Orders from Australia, Malaysia, Britain and Russia meant the first batch of 30 DH Excaliburs was built. Fibre optics and carbon fibre materials were used in the construction, technology from Formula 1 racing cars and seats that could be changed into beds with charging points, individual TV screens, headphones and fax machines. In-flight phone calls could also be made  on mobile phones.
 In the early 1980s the USAF under NORAD control kept seeing radar returns of a supersonic large aircraft, first thought was the Rockwell B-1A but this had been cancelled ,so could this be Russian made?
 Two F-106s were sent to take a look, they reported seeing a swing-winged, four engined airliner painted in Canada Airlines logos go whizzing past them. A frantic phone call to the British, 'It's not one of ours '.Hours later the Americans had found out that Canada had beaten them in the SST race. Pan Am and TWA placed orders, the DH Excalibur would be restricted to subsonic speeds over populated areas, this wasn't a problem as it would use the same engines from the B-1B and the two auxiliary engines would provide the supersonic speed over water redlined at Mach 2.5 for a 40 minute burst.

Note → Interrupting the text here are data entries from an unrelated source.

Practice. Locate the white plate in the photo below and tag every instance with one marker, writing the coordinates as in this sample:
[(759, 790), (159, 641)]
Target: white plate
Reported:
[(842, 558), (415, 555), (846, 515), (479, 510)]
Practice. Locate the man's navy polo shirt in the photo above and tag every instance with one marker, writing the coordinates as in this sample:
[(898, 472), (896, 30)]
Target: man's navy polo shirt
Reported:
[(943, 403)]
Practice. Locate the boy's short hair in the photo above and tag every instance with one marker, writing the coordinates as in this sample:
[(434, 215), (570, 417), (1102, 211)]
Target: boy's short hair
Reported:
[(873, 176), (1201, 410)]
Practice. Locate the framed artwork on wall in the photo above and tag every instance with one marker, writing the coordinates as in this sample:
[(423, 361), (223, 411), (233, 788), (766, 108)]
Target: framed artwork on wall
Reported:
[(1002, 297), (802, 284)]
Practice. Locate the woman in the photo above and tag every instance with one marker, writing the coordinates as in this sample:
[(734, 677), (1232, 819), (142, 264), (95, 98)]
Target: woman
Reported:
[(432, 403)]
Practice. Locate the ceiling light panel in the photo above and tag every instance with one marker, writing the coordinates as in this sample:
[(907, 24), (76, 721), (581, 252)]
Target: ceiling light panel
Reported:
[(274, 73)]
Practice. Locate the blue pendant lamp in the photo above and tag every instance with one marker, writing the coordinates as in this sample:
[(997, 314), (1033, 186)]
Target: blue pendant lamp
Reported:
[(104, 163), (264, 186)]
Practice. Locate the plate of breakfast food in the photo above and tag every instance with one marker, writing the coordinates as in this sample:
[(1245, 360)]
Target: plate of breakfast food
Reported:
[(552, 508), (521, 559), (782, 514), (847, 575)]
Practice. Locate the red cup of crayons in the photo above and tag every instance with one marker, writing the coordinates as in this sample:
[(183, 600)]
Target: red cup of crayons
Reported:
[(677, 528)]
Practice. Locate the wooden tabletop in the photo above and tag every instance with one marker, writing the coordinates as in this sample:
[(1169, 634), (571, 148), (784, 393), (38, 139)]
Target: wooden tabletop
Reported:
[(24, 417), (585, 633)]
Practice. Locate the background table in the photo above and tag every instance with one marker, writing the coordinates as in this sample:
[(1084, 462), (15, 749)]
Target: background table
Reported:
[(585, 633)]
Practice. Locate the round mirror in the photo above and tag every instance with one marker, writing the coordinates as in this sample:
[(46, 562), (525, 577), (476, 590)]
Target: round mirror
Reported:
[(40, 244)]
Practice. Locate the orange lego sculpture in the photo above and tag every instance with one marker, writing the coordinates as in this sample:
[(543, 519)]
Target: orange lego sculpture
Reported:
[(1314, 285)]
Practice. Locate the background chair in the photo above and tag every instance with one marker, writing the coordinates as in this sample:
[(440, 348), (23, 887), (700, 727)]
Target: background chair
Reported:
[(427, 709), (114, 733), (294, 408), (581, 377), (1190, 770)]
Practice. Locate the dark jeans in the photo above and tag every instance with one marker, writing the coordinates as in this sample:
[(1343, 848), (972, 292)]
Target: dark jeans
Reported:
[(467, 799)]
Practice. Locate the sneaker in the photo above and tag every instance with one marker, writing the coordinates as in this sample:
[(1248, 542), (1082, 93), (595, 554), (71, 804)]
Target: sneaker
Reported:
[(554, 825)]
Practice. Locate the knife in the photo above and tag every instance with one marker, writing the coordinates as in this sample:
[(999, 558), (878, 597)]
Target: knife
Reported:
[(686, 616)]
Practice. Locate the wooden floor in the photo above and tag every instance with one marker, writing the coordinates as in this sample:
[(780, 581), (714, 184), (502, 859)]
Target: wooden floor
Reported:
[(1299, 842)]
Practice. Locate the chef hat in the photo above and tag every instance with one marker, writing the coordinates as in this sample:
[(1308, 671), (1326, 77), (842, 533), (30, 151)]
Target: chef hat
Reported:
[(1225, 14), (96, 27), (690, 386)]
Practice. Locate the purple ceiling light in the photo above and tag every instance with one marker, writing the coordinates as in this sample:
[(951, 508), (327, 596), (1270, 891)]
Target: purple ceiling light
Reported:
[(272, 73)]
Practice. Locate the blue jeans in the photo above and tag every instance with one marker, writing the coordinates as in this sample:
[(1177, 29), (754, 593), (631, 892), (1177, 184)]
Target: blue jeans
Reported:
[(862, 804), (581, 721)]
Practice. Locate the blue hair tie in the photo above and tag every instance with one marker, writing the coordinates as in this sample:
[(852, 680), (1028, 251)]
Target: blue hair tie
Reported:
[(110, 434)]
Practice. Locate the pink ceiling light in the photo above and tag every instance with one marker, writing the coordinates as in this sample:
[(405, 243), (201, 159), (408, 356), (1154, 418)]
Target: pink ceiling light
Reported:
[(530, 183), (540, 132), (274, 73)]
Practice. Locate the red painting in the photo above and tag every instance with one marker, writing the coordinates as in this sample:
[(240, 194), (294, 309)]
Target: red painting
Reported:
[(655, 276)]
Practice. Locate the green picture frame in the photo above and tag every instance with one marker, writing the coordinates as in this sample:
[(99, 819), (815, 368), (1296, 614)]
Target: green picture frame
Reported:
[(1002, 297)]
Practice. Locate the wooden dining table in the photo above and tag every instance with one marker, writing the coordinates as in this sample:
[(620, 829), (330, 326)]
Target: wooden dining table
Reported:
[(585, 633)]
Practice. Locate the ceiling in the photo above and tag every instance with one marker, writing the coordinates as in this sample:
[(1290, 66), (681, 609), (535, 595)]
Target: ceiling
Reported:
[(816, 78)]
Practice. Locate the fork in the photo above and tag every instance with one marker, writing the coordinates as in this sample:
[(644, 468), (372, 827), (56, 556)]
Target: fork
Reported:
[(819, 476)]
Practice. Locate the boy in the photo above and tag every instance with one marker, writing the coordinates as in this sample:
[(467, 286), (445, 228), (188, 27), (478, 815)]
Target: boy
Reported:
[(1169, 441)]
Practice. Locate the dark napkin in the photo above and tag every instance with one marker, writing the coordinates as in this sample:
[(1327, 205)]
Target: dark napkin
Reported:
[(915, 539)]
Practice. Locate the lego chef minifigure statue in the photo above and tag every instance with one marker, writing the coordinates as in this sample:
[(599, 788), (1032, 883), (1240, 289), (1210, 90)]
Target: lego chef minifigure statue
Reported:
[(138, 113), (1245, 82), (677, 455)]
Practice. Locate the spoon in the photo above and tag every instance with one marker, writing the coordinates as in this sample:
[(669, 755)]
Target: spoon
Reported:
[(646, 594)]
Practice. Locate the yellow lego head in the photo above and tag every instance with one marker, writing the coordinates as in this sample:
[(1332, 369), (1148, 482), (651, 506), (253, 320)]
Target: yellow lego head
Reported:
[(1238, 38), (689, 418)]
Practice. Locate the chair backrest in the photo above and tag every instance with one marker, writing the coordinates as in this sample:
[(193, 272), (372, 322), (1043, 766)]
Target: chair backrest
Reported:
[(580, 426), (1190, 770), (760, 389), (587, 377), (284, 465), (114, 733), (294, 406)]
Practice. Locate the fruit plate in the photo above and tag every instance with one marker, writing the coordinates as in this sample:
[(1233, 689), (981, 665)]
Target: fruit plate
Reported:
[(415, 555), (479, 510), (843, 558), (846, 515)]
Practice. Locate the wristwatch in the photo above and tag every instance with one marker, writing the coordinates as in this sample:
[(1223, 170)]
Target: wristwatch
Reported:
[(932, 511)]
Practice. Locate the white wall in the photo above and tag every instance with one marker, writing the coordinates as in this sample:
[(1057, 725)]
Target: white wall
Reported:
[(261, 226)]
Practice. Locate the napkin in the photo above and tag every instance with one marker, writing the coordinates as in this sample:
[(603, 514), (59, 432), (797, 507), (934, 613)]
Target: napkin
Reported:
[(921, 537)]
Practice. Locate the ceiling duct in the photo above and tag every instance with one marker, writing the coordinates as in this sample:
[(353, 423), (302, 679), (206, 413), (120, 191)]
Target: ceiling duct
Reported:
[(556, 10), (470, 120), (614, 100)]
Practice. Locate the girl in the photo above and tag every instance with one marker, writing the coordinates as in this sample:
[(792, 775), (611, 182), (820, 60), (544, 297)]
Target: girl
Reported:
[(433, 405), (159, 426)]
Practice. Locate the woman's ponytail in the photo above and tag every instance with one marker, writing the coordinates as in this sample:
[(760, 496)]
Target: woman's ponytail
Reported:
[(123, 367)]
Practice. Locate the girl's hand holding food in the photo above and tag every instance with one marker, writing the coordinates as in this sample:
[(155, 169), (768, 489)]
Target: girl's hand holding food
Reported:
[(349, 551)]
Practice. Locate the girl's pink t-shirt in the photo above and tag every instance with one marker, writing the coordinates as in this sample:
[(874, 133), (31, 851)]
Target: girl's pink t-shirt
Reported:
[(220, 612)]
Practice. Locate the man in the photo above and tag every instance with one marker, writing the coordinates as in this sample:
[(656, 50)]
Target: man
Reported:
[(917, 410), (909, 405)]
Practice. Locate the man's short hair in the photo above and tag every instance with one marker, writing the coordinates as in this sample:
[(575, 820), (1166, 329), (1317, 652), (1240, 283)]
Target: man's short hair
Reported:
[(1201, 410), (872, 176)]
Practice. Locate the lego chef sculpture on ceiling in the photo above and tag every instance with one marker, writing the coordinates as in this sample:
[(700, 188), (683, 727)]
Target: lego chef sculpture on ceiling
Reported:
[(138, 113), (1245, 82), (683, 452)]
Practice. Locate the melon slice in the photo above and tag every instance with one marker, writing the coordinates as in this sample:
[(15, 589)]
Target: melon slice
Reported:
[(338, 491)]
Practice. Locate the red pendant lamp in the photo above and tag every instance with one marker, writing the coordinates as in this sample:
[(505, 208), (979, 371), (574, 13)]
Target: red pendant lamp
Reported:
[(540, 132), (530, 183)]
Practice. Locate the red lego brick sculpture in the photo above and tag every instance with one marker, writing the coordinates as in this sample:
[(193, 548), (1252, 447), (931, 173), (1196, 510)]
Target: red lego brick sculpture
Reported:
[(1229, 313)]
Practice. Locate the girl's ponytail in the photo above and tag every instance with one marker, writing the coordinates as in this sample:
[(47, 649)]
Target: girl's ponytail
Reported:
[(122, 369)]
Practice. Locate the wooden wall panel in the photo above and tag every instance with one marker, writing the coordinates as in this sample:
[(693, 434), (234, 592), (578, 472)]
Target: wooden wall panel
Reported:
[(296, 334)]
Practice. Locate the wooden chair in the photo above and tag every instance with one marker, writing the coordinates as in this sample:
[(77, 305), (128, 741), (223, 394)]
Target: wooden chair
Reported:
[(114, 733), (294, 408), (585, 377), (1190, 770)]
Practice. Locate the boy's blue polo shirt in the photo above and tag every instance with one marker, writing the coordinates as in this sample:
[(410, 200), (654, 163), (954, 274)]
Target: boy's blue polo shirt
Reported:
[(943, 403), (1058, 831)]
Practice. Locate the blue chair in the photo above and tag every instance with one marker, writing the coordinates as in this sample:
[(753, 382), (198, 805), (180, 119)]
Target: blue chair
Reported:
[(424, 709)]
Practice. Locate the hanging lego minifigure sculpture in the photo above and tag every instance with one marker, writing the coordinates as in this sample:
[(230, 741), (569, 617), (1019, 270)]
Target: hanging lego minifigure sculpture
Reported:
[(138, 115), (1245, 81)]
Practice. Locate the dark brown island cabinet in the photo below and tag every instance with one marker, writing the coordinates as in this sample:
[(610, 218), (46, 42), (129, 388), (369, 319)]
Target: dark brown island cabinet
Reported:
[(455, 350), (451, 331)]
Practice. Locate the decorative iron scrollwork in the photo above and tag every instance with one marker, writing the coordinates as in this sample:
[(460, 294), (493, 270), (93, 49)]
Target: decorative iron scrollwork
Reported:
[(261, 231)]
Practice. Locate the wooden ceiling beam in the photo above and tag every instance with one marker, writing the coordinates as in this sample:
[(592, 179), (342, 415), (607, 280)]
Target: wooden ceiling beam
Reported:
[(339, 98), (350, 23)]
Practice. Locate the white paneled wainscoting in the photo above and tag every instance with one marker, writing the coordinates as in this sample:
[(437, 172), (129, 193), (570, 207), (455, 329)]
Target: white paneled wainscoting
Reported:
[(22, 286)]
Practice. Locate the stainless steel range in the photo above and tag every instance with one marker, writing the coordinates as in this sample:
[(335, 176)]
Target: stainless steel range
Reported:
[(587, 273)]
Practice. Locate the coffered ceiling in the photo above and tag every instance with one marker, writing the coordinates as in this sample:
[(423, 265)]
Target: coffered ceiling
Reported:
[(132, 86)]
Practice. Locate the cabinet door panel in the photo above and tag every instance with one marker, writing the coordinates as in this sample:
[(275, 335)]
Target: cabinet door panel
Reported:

Not often used by the pilot but a short burst of 20 minutes is still impressive.
The DH Excalibur made use of it's subsonic capability getting orders from airlines who would have bought the BAC Concorde had it not been the noise from the supersonic boom and fuel costs.

McColm

#1

This is the general idea, kitbashing the 1/72 Airfix  BAC Concorde with the Airfix Rockwell B-1B.

McColm

Another photo of the four engines at this stage.

McColm


From four to six engines and the tail from the B-1B!

McColm

#4

A few more improvements, just PSR to do.